In my opinion this stuff is JUNK.


----------



## Airgap (Dec 18, 2008)

Darugar said:


> Have you seen a socket heat fusion joint, try to see a cross section, seeing is believing


Yes I've seen various kinds of pipe fused with heat...

I'm not trying to imply you've got a bad system, but 100% leak proof is a bold statement...

ANY pipe connection is only as good as the installer, and many variables can affect the connection....

It's just when I see 100%, it makes me skeptical...maybe in a perfect world....


----------



## Darugar (Sep 14, 2010)

Airgap said:


> Yes I've seen various kinds of pipe fused with heat...
> 
> I'm not trying to imply you've got a bad system, but 100% leak proof is a bold statement...
> 
> ...


check this cross section, after fusion its monolithic it becomes one pcs.
no room for leak.thats why I call 100% leak proof.


----------



## plbgbiz (Aug 27, 2010)

Not having tried it, I would not go so far as to call it worthless. However, with my experience fusing gas pipe, it seems it would be tedious and not necessarily 100% leak "proof".

Over heating and under heating can result in failure if it's not right on the money. I'm sure the Dizayn product has it's perfect application, but I'm not sure what that would be.

It appears the 100% statements are based on research and marketing experience rather than field experience. If you hadn't "guaranteed" no leaks, we might have been more receptive to the announcement.

A lot of fool proof products are not plumber proof.:whistling2:


----------



## plbgbiz (Aug 27, 2010)

Heard my old boss tell the rep announcing the new wonder pipe "polybutylene"..._"Wasn't your dad the salesman that told me Orangeburg would last forever?"_


----------



## Airgap (Dec 18, 2008)

Darugar said:


> check this cross section, after fusion its monolithic it becomes one pcs.
> no room for leak.thats why I call 100% leak proof.

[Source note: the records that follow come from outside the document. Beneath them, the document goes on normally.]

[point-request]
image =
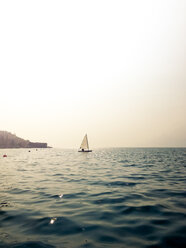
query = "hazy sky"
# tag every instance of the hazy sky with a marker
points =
(113, 69)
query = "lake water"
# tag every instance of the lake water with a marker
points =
(122, 197)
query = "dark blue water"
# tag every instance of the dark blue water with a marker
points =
(109, 198)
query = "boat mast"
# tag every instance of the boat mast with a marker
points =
(87, 142)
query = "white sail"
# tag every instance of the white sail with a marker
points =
(84, 144)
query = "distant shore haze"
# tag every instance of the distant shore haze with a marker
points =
(9, 140)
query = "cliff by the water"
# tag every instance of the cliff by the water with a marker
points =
(8, 140)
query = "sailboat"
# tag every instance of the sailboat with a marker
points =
(84, 147)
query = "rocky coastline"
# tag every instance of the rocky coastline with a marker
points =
(9, 140)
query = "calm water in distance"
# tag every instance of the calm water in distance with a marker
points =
(120, 197)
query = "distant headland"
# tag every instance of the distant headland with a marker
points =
(9, 140)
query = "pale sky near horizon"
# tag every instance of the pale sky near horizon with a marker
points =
(115, 70)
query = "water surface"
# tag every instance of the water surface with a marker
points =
(118, 197)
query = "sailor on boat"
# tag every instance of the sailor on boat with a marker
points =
(84, 145)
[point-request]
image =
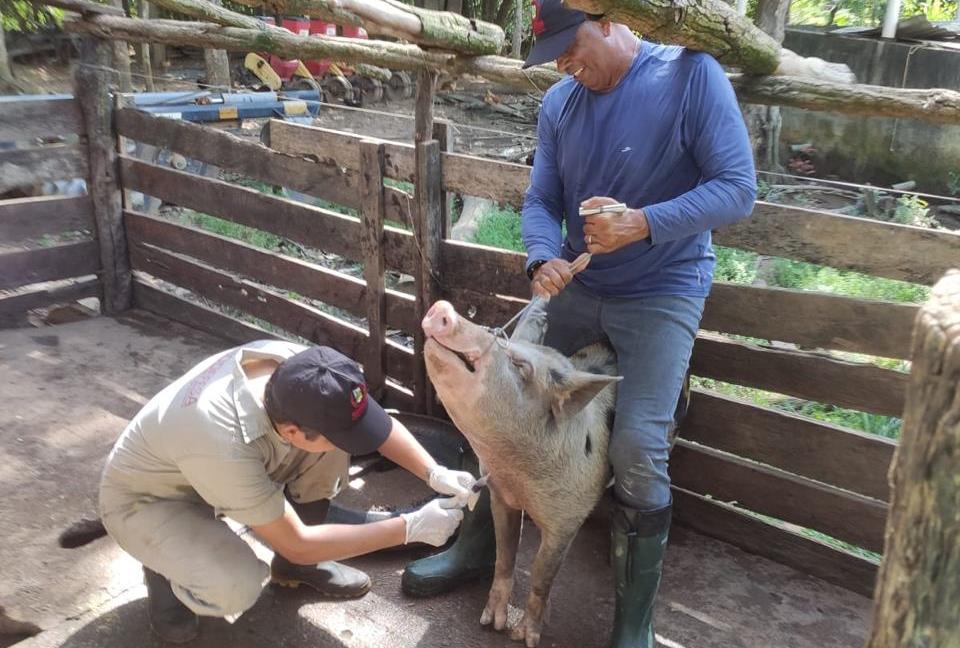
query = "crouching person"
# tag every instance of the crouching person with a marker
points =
(261, 434)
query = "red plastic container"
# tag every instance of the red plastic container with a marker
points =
(353, 31)
(297, 25)
(323, 28)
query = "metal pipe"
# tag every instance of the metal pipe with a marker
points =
(890, 19)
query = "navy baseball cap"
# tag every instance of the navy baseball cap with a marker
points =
(554, 28)
(325, 391)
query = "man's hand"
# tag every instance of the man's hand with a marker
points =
(551, 278)
(457, 483)
(608, 232)
(434, 523)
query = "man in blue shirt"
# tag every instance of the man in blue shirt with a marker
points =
(657, 128)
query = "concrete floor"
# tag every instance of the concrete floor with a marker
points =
(67, 392)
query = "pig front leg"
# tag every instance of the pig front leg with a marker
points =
(553, 547)
(506, 524)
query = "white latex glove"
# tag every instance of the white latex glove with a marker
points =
(457, 483)
(434, 523)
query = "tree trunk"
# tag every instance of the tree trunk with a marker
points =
(517, 28)
(772, 18)
(121, 58)
(931, 105)
(763, 122)
(217, 65)
(706, 25)
(393, 18)
(917, 601)
(6, 74)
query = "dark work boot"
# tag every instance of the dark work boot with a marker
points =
(173, 621)
(639, 542)
(472, 556)
(330, 579)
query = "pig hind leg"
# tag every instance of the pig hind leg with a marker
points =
(506, 523)
(553, 547)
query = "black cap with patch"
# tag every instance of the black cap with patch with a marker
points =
(554, 28)
(325, 391)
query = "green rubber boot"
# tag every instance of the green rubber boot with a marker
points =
(639, 542)
(472, 556)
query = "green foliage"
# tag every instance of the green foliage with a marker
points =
(255, 237)
(20, 15)
(953, 183)
(847, 13)
(912, 210)
(734, 265)
(807, 276)
(885, 426)
(500, 228)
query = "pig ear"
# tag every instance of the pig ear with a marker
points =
(532, 324)
(576, 389)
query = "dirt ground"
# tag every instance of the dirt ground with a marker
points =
(68, 391)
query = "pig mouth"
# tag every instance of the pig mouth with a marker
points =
(468, 358)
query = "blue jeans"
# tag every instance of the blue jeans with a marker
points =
(653, 338)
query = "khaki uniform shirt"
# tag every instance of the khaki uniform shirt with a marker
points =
(207, 437)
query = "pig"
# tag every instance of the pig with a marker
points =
(540, 424)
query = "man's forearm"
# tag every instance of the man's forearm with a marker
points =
(342, 541)
(404, 450)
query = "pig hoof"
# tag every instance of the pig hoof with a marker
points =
(495, 611)
(496, 614)
(526, 632)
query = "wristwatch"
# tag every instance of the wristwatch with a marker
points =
(532, 270)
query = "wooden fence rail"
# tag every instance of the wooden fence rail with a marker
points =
(791, 468)
(895, 251)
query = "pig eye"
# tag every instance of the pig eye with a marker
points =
(524, 367)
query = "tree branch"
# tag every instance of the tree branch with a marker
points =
(937, 105)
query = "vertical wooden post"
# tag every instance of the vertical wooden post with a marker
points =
(917, 599)
(217, 65)
(443, 133)
(146, 68)
(121, 58)
(93, 95)
(427, 225)
(372, 207)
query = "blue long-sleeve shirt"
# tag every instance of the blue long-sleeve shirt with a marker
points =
(669, 139)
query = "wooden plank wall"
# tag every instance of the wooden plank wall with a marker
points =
(792, 470)
(39, 265)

I could dry fit PVC pipe and fittings together, and cut them in a band saw as you've done, and it would look leak proof as well.

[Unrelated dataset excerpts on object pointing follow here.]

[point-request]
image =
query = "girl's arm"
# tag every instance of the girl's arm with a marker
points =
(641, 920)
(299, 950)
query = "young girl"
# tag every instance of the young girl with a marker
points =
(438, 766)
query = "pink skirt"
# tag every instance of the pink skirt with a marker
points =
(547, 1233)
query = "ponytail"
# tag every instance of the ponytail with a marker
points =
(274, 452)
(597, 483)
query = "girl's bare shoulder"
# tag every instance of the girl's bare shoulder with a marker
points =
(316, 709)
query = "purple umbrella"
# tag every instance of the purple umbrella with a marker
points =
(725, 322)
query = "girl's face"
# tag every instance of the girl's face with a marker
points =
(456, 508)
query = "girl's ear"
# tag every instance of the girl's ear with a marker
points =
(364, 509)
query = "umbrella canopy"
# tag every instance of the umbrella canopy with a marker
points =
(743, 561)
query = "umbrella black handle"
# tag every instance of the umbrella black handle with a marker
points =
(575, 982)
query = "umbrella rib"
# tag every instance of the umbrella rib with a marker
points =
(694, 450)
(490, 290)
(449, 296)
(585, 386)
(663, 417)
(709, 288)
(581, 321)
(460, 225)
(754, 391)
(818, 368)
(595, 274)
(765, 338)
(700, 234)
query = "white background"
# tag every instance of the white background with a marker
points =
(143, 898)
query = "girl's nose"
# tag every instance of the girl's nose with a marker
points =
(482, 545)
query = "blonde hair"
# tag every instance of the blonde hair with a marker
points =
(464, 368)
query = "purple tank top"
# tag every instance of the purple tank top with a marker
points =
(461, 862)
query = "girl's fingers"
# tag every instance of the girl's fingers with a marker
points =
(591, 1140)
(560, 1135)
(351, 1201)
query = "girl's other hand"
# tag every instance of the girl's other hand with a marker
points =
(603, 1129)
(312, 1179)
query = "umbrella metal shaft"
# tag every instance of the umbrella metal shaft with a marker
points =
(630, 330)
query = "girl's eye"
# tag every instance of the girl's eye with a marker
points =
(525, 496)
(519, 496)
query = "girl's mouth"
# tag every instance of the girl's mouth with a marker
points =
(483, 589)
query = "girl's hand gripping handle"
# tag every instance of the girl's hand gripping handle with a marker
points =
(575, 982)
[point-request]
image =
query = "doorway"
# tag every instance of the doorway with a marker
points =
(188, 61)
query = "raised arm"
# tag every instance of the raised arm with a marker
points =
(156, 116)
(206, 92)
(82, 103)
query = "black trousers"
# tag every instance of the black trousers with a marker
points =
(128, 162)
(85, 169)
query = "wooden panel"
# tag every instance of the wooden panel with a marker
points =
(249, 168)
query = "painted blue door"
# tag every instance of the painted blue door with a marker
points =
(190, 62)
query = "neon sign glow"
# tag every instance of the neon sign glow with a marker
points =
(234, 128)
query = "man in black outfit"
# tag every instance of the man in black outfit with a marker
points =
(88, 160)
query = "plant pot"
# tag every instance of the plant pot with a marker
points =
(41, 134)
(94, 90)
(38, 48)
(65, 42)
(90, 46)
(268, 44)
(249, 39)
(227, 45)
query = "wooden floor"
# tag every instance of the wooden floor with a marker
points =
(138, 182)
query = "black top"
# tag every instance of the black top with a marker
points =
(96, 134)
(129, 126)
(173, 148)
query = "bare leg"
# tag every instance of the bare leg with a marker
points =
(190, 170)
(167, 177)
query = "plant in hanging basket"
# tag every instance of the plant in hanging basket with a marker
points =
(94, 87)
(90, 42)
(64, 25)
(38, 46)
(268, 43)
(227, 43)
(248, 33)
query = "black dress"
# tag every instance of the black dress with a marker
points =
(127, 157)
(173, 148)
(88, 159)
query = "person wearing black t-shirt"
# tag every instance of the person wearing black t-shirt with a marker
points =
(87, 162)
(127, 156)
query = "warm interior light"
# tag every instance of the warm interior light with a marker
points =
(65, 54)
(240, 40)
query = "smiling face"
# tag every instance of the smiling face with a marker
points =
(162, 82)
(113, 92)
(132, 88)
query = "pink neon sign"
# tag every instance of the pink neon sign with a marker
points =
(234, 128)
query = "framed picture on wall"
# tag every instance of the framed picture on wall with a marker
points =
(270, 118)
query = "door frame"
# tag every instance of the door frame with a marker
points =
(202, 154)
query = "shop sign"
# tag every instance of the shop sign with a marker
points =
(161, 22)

Like I said in the other post any connection done properly won't leak...
Something can be monolithic and still have a pin hole....


----------



## Airgap (Dec 18, 2008)

Send me the equipment with some materials, and I'll give it a try....

:thumbsup:


----------



## Darugar (Sep 14, 2010)

Airgap said:


> Send me the equipment with some materials, and I'll give it a try....
> 
> :thumbsup:


sorry no free gifts, if you are in Columbia, SC you can get your hands on the tools and see it for yourself.

I only say seeing is believing to convince people who don't change with time and technology.

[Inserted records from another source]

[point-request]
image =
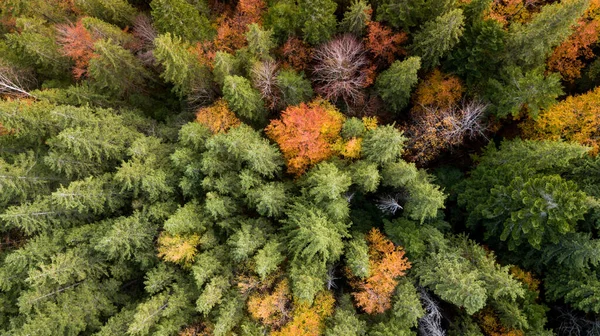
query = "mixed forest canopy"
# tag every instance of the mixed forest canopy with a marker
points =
(299, 167)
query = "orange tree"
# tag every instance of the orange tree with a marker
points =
(577, 118)
(306, 134)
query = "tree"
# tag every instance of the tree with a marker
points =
(395, 84)
(78, 44)
(574, 119)
(357, 18)
(243, 99)
(437, 37)
(119, 12)
(217, 117)
(306, 133)
(317, 19)
(189, 77)
(340, 70)
(383, 43)
(386, 263)
(383, 145)
(529, 45)
(115, 69)
(519, 91)
(181, 19)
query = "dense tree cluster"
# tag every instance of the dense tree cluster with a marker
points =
(282, 167)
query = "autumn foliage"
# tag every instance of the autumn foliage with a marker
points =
(308, 320)
(568, 58)
(78, 44)
(577, 118)
(231, 29)
(296, 54)
(217, 117)
(387, 262)
(306, 134)
(383, 43)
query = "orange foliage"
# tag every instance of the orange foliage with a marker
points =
(577, 118)
(383, 43)
(217, 117)
(296, 54)
(78, 44)
(439, 90)
(306, 134)
(309, 320)
(231, 30)
(387, 262)
(567, 57)
(178, 249)
(488, 321)
(271, 309)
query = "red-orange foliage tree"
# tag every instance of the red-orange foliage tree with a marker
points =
(308, 320)
(217, 117)
(306, 134)
(296, 54)
(78, 44)
(387, 263)
(577, 118)
(383, 43)
(568, 57)
(231, 30)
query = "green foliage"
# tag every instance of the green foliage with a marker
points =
(294, 87)
(243, 99)
(356, 18)
(437, 37)
(317, 19)
(116, 69)
(119, 12)
(395, 84)
(181, 19)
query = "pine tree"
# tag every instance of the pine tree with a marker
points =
(181, 19)
(243, 99)
(437, 37)
(394, 84)
(119, 12)
(317, 19)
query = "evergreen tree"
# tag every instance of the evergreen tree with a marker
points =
(395, 84)
(437, 37)
(182, 19)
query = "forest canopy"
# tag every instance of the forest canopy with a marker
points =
(299, 167)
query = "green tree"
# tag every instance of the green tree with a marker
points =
(437, 37)
(119, 12)
(182, 19)
(395, 84)
(317, 19)
(529, 45)
(243, 99)
(356, 18)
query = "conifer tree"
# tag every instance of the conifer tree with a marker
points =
(395, 84)
(437, 37)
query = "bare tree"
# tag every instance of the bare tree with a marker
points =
(264, 77)
(435, 129)
(389, 203)
(431, 323)
(15, 82)
(340, 70)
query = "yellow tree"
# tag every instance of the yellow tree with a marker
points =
(577, 118)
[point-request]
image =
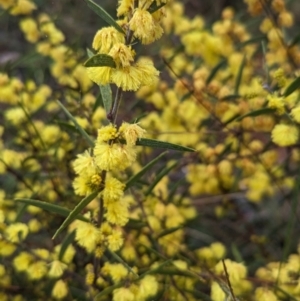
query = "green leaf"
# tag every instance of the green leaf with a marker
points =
(256, 113)
(75, 212)
(292, 87)
(154, 7)
(136, 177)
(168, 231)
(66, 242)
(295, 40)
(80, 129)
(239, 76)
(215, 69)
(20, 212)
(104, 15)
(164, 172)
(50, 207)
(292, 221)
(89, 53)
(67, 126)
(135, 224)
(100, 60)
(254, 40)
(231, 97)
(106, 97)
(236, 253)
(120, 260)
(161, 144)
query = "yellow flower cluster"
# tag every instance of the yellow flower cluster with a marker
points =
(91, 167)
(128, 74)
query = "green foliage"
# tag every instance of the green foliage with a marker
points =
(197, 198)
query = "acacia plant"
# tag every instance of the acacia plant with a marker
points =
(128, 176)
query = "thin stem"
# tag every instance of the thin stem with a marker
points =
(112, 116)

rest of the world is using since the 1990's, unlike the pex history Europe started it in the 60's while we in USA started in the 80's.I don't know why but today pex is very much preferred


----------



## Darugar (Sep 14, 2010)

plbgbiz said:


> Heard my old boss tell the rep announcing the new wonder pipe "polybutylene"..._"Wasn't your dad the salesman that told me Orangeburg would last forever?"_


sorry polybutylene is not the same as polypropylene, may want to refresh your chemistry.


----------



## stillaround (Mar 11, 2009)

I use butt and socket fusion for exterior gas...what makes you think that people here dont change with time and technology...that comment alone will cost you big....not interested in you or your product..how ya like that.


----------



## 1703 (Jul 21, 2009)

don't take this the wrong way, but man, we hear this kinda chit from manufacturers all the time.

"Can't leak"" won't break"" better product than...." "*** gpm of hot water" "blah,blah blah"

Its fluff. I for one get turned off by claims like 100% leak proof.

Someone mentioned code approval. I didn't see an answer??????

Edit- I think you missed the point on the comment about polyB.


----------



## Darugar (Sep 14, 2010)

stillaround said:


> I use butt and socket fusion for exterior gas...what makes you think that people here dont change with time and technology...that comment alone will cost you big....not interested in you or your product..how ya like that.


sorry, was trying to give the facts.

check this site http://www.ppfahome.org/pex/index.html


----------



## Airgap (Dec 18, 2008)

That was a helpful link...

Wait till some of the guys see that stuff, they'll love it......

PEX how interesting....Can it be better than copper???


----------



## Darugar (Sep 14, 2010)

Colgar said:


> don't take this the wrong way, but man, we hear this kinda chit from manufacturers all the time.
> 
> "Can't leak"" won't break"" better product than...." "*** gpm of hot water" "blah,blah blah"
> 
> ...


check this link and see how pp pipes system is on the move-http://www.aquathermpipe.com/


----------



## plbgbiz (Aug 27, 2010)

Darugar said:


> sorry polybutylene is not the same as polypropylene, may want to refresh your chemistry.


I would never dare to go toe vs. toe on technical stuff. After all, I only fix toilets for a living. My point was about lofty promises from manufacturers. When we hear such claims as you are making, it makes us wonder who will represent you in the class action 15 years from now. Hence the reference to PB.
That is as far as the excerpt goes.